Just like words of life, I have spoken words of death to people I love and people I don't so much.  (Still bein' real.)  Words of death are interesting because as humans we tend to speak them as much to people that we love as we do to people that we don't whereas words of life we reserve more for people we love.  Some switch in us is flipped that tells us it's "okay" to speak cutting words to people we love because they won't leave us.  HUH.  I have never understood this about human nature but I, unfortunately, have fallen into that trap a "time or two" (or three hundred...ugh).  Walking away from speaking words of death, because let's face it - I know better and I knew somewhere in me that they weren't kind but rather cutting, finds me feeling icky, unsettled in my spirit.  Speaking words of death always leaves a bad taste in my mouth and a heavy heart.  YUCK.  And just like words of life that I speak end up helping me in some way, words of death that I speak end up wounding or cutting ME in some way.  DOUBLE YUCK.  So, now it's your turn.  How have you felt when you have spoken words of death - words that wound and destroy - to someone? 

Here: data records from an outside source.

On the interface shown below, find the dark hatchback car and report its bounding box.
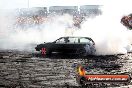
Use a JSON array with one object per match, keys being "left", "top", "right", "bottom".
[{"left": 35, "top": 37, "right": 96, "bottom": 56}]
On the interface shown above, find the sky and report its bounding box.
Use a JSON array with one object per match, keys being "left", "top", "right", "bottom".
[{"left": 0, "top": 0, "right": 103, "bottom": 9}]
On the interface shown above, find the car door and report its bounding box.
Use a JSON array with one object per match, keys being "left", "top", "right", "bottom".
[
  {"left": 52, "top": 38, "right": 65, "bottom": 52},
  {"left": 64, "top": 37, "right": 79, "bottom": 53}
]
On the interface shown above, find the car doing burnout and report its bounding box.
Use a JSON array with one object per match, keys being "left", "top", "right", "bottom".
[{"left": 35, "top": 37, "right": 96, "bottom": 56}]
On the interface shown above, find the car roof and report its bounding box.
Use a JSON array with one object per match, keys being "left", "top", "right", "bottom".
[{"left": 61, "top": 36, "right": 90, "bottom": 38}]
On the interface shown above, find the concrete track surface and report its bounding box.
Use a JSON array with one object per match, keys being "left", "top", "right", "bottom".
[{"left": 0, "top": 50, "right": 132, "bottom": 88}]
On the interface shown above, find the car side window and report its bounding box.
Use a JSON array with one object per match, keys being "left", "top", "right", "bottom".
[
  {"left": 69, "top": 38, "right": 78, "bottom": 43},
  {"left": 80, "top": 38, "right": 93, "bottom": 44},
  {"left": 56, "top": 38, "right": 65, "bottom": 43}
]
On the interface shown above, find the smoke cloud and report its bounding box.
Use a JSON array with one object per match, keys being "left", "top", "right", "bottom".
[{"left": 0, "top": 0, "right": 132, "bottom": 55}]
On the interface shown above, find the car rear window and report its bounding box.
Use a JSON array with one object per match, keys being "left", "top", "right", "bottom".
[{"left": 80, "top": 38, "right": 93, "bottom": 44}]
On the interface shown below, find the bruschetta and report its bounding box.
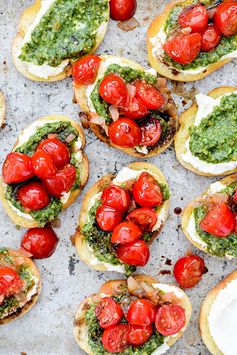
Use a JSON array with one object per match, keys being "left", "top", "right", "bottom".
[
  {"left": 75, "top": 163, "right": 169, "bottom": 275},
  {"left": 0, "top": 248, "right": 41, "bottom": 325},
  {"left": 74, "top": 275, "right": 192, "bottom": 355},
  {"left": 182, "top": 174, "right": 237, "bottom": 259},
  {"left": 0, "top": 116, "right": 89, "bottom": 228},
  {"left": 73, "top": 55, "right": 177, "bottom": 158},
  {"left": 199, "top": 270, "right": 237, "bottom": 355},
  {"left": 175, "top": 86, "right": 237, "bottom": 176},
  {"left": 147, "top": 0, "right": 237, "bottom": 81},
  {"left": 12, "top": 0, "right": 109, "bottom": 81}
]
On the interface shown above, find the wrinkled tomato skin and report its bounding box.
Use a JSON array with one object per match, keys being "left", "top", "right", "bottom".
[
  {"left": 174, "top": 255, "right": 205, "bottom": 288},
  {"left": 200, "top": 202, "right": 235, "bottom": 238},
  {"left": 17, "top": 181, "right": 50, "bottom": 211},
  {"left": 21, "top": 227, "right": 58, "bottom": 259},
  {"left": 95, "top": 297, "right": 123, "bottom": 329},
  {"left": 72, "top": 54, "right": 101, "bottom": 85},
  {"left": 2, "top": 152, "right": 34, "bottom": 184},
  {"left": 126, "top": 299, "right": 156, "bottom": 326},
  {"left": 96, "top": 205, "right": 123, "bottom": 232},
  {"left": 109, "top": 118, "right": 142, "bottom": 148},
  {"left": 101, "top": 185, "right": 131, "bottom": 213},
  {"left": 37, "top": 138, "right": 70, "bottom": 169}
]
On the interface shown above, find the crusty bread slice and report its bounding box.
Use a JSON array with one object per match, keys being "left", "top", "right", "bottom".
[
  {"left": 0, "top": 249, "right": 41, "bottom": 325},
  {"left": 0, "top": 115, "right": 89, "bottom": 228},
  {"left": 199, "top": 270, "right": 237, "bottom": 355},
  {"left": 174, "top": 86, "right": 237, "bottom": 176},
  {"left": 12, "top": 0, "right": 109, "bottom": 81},
  {"left": 74, "top": 274, "right": 192, "bottom": 355},
  {"left": 73, "top": 55, "right": 178, "bottom": 158},
  {"left": 181, "top": 174, "right": 237, "bottom": 255},
  {"left": 147, "top": 0, "right": 233, "bottom": 81},
  {"left": 75, "top": 162, "right": 169, "bottom": 271}
]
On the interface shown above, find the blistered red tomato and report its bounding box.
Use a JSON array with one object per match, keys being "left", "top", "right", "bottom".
[
  {"left": 174, "top": 255, "right": 205, "bottom": 288},
  {"left": 17, "top": 181, "right": 50, "bottom": 211},
  {"left": 95, "top": 297, "right": 123, "bottom": 329},
  {"left": 21, "top": 227, "right": 58, "bottom": 259},
  {"left": 2, "top": 152, "right": 34, "bottom": 184}
]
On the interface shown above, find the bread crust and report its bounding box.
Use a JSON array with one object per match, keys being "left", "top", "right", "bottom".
[
  {"left": 73, "top": 274, "right": 192, "bottom": 355},
  {"left": 147, "top": 0, "right": 233, "bottom": 81},
  {"left": 199, "top": 270, "right": 237, "bottom": 355},
  {"left": 174, "top": 86, "right": 237, "bottom": 176},
  {"left": 12, "top": 0, "right": 109, "bottom": 82},
  {"left": 75, "top": 162, "right": 169, "bottom": 271},
  {"left": 181, "top": 174, "right": 237, "bottom": 259},
  {"left": 0, "top": 249, "right": 42, "bottom": 325},
  {"left": 0, "top": 115, "right": 89, "bottom": 228},
  {"left": 73, "top": 55, "right": 178, "bottom": 158}
]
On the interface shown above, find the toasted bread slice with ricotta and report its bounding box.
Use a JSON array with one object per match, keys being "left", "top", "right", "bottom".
[
  {"left": 74, "top": 275, "right": 192, "bottom": 355},
  {"left": 12, "top": 0, "right": 109, "bottom": 81},
  {"left": 0, "top": 115, "right": 89, "bottom": 228}
]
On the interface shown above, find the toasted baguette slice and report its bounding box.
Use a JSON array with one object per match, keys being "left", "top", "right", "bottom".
[
  {"left": 147, "top": 0, "right": 234, "bottom": 81},
  {"left": 74, "top": 274, "right": 192, "bottom": 355},
  {"left": 0, "top": 115, "right": 89, "bottom": 228},
  {"left": 73, "top": 55, "right": 178, "bottom": 158},
  {"left": 182, "top": 174, "right": 237, "bottom": 259},
  {"left": 0, "top": 249, "right": 41, "bottom": 325},
  {"left": 12, "top": 0, "right": 109, "bottom": 81},
  {"left": 199, "top": 270, "right": 237, "bottom": 355},
  {"left": 175, "top": 86, "right": 237, "bottom": 176},
  {"left": 75, "top": 163, "right": 169, "bottom": 272}
]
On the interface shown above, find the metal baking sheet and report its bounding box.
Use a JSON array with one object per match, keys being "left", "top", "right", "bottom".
[{"left": 0, "top": 0, "right": 237, "bottom": 355}]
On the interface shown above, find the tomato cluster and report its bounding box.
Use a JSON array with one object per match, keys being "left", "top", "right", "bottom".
[
  {"left": 164, "top": 1, "right": 237, "bottom": 64},
  {"left": 96, "top": 172, "right": 163, "bottom": 266},
  {"left": 95, "top": 297, "right": 186, "bottom": 353}
]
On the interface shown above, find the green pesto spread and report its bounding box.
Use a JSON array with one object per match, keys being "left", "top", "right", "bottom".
[
  {"left": 19, "top": 0, "right": 109, "bottom": 67},
  {"left": 86, "top": 304, "right": 165, "bottom": 355},
  {"left": 189, "top": 93, "right": 237, "bottom": 164}
]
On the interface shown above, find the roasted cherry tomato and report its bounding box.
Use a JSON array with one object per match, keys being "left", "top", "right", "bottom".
[
  {"left": 126, "top": 207, "right": 157, "bottom": 232},
  {"left": 174, "top": 255, "right": 205, "bottom": 288},
  {"left": 163, "top": 33, "right": 202, "bottom": 64},
  {"left": 99, "top": 74, "right": 128, "bottom": 107},
  {"left": 128, "top": 324, "right": 153, "bottom": 346},
  {"left": 101, "top": 185, "right": 131, "bottom": 213},
  {"left": 155, "top": 304, "right": 186, "bottom": 336},
  {"left": 2, "top": 152, "right": 35, "bottom": 184},
  {"left": 37, "top": 138, "right": 70, "bottom": 169},
  {"left": 96, "top": 205, "right": 123, "bottom": 232},
  {"left": 95, "top": 297, "right": 123, "bottom": 328},
  {"left": 109, "top": 0, "right": 137, "bottom": 21},
  {"left": 201, "top": 25, "right": 221, "bottom": 52},
  {"left": 17, "top": 181, "right": 50, "bottom": 211},
  {"left": 213, "top": 1, "right": 237, "bottom": 36},
  {"left": 116, "top": 239, "right": 150, "bottom": 266},
  {"left": 200, "top": 202, "right": 235, "bottom": 238},
  {"left": 21, "top": 227, "right": 58, "bottom": 259},
  {"left": 111, "top": 221, "right": 142, "bottom": 244},
  {"left": 178, "top": 5, "right": 208, "bottom": 32},
  {"left": 134, "top": 80, "right": 165, "bottom": 110},
  {"left": 126, "top": 299, "right": 156, "bottom": 326},
  {"left": 109, "top": 118, "right": 142, "bottom": 148},
  {"left": 141, "top": 117, "right": 162, "bottom": 147},
  {"left": 101, "top": 324, "right": 129, "bottom": 353},
  {"left": 0, "top": 266, "right": 24, "bottom": 297},
  {"left": 132, "top": 172, "right": 163, "bottom": 207},
  {"left": 44, "top": 164, "right": 77, "bottom": 198},
  {"left": 32, "top": 149, "right": 57, "bottom": 179}
]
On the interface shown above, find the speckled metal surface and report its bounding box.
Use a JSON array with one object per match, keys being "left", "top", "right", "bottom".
[{"left": 0, "top": 0, "right": 237, "bottom": 355}]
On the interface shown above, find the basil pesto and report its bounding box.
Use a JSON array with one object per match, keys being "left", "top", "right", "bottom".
[
  {"left": 19, "top": 0, "right": 109, "bottom": 67},
  {"left": 189, "top": 93, "right": 237, "bottom": 164}
]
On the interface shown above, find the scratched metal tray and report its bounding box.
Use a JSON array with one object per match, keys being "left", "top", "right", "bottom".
[{"left": 0, "top": 0, "right": 237, "bottom": 355}]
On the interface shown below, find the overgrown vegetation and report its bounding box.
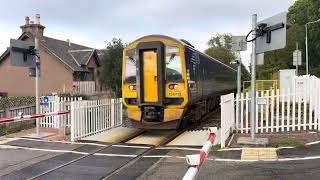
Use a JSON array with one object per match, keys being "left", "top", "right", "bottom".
[
  {"left": 205, "top": 34, "right": 250, "bottom": 81},
  {"left": 100, "top": 38, "right": 125, "bottom": 96},
  {"left": 267, "top": 139, "right": 305, "bottom": 148},
  {"left": 257, "top": 0, "right": 320, "bottom": 79}
]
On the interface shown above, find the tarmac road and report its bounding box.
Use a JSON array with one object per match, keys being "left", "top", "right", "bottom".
[{"left": 140, "top": 159, "right": 320, "bottom": 180}]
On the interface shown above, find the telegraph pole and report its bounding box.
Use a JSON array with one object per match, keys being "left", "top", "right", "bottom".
[
  {"left": 296, "top": 42, "right": 299, "bottom": 76},
  {"left": 34, "top": 37, "right": 40, "bottom": 138},
  {"left": 250, "top": 14, "right": 257, "bottom": 141},
  {"left": 237, "top": 51, "right": 242, "bottom": 123}
]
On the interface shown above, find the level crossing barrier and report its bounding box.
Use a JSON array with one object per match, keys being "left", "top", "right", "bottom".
[
  {"left": 0, "top": 111, "right": 70, "bottom": 124},
  {"left": 40, "top": 95, "right": 82, "bottom": 128},
  {"left": 182, "top": 127, "right": 217, "bottom": 180}
]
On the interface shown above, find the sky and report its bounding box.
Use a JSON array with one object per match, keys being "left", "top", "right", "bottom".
[{"left": 0, "top": 0, "right": 295, "bottom": 65}]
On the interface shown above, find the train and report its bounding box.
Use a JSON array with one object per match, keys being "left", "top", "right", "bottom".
[{"left": 122, "top": 35, "right": 236, "bottom": 130}]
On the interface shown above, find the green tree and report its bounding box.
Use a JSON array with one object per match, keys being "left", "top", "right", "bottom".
[
  {"left": 204, "top": 33, "right": 251, "bottom": 81},
  {"left": 100, "top": 38, "right": 125, "bottom": 96},
  {"left": 257, "top": 0, "right": 320, "bottom": 79}
]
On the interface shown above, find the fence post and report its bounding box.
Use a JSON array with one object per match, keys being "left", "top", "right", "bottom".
[
  {"left": 111, "top": 99, "right": 115, "bottom": 127},
  {"left": 70, "top": 102, "right": 76, "bottom": 142},
  {"left": 119, "top": 98, "right": 123, "bottom": 125},
  {"left": 53, "top": 96, "right": 61, "bottom": 131}
]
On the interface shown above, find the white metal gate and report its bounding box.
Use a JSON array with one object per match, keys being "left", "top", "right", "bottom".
[
  {"left": 71, "top": 98, "right": 122, "bottom": 141},
  {"left": 40, "top": 96, "right": 82, "bottom": 128},
  {"left": 220, "top": 93, "right": 235, "bottom": 148}
]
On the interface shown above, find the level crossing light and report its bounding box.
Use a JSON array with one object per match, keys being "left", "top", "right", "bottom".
[{"left": 305, "top": 18, "right": 320, "bottom": 74}]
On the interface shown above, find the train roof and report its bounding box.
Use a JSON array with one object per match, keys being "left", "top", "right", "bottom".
[{"left": 129, "top": 34, "right": 235, "bottom": 71}]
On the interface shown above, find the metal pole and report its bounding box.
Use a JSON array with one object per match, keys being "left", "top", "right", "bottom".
[
  {"left": 305, "top": 23, "right": 309, "bottom": 74},
  {"left": 35, "top": 37, "right": 40, "bottom": 138},
  {"left": 250, "top": 14, "right": 257, "bottom": 140},
  {"left": 237, "top": 52, "right": 241, "bottom": 122},
  {"left": 296, "top": 42, "right": 299, "bottom": 76}
]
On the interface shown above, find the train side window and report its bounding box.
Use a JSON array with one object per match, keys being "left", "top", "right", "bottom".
[
  {"left": 166, "top": 46, "right": 182, "bottom": 82},
  {"left": 124, "top": 49, "right": 137, "bottom": 83}
]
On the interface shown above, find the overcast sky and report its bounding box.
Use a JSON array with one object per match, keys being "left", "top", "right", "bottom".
[{"left": 0, "top": 0, "right": 295, "bottom": 65}]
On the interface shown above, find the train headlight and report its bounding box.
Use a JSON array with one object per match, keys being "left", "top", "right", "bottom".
[
  {"left": 129, "top": 85, "right": 136, "bottom": 91},
  {"left": 169, "top": 84, "right": 178, "bottom": 90}
]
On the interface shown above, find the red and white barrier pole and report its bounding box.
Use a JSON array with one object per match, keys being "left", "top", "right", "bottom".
[
  {"left": 182, "top": 127, "right": 217, "bottom": 180},
  {"left": 0, "top": 111, "right": 70, "bottom": 124}
]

{Remember this self -evaluation is in the interest of being a better human or being more like Christ - or heck, both - and will only work if you are brutally honest with yourself about yourself!  Nobody else is going to know the answer so you might as well be honest!}  


Does it mean we can't speak truth to someone?  Nope.  It means we speak truth in the kindest way possible because that's how we want truth communicated to us and we know, deep down, that is how truth is best received - if it's going to be received.  Will or can kind words offend?  Yep.  But the offense is always meant for the betterment of that person and they know it as we speak it. 

Words of life = healthy, growing relationships
Words of death = death of relationships

Do you feel caught in the trap of speaking words of death?  Seek help, seek accountability, before you utter a word think it through, consider the words you want to speak being spoken to you - would you like it? 
Do you feel like the words of death spoken over you are attempting to squeeze the life out of you?  Seek help, seek Truth, reject the lies. 
To end, a song - of course!  This is Dave Barnes singing, "Sticks And Stones" (video/song at bottom of lyrics)

You would have kept those words on your tongue,


If you had known the hurt they had done.


While your fists stay by, right by your side,


Your words they bruise me deep inside.




I'd rather have sticks and stones and broken bones


than the words you say to me,


Cause I know bruises heal and cuts will seal


but your words beat the life from me.




Sometimes your words are thick as lead,


You swing them strong upside my head.


But what hasn't killed has made me strong,


So I'll take my scars and move along.



I'd rather have sticks and stones and broken bones


than the words you say to me,


Cause I know bruises heal and cuts will seal


but your words beat the life from me.




Goodbye is the best way that I know,


To forgive and still be letting go.




I'd rather have sticks and stones and broken bones


than the words you say to me,


Cause I know bruises heal and cuts will seal


but your words beat the life from me.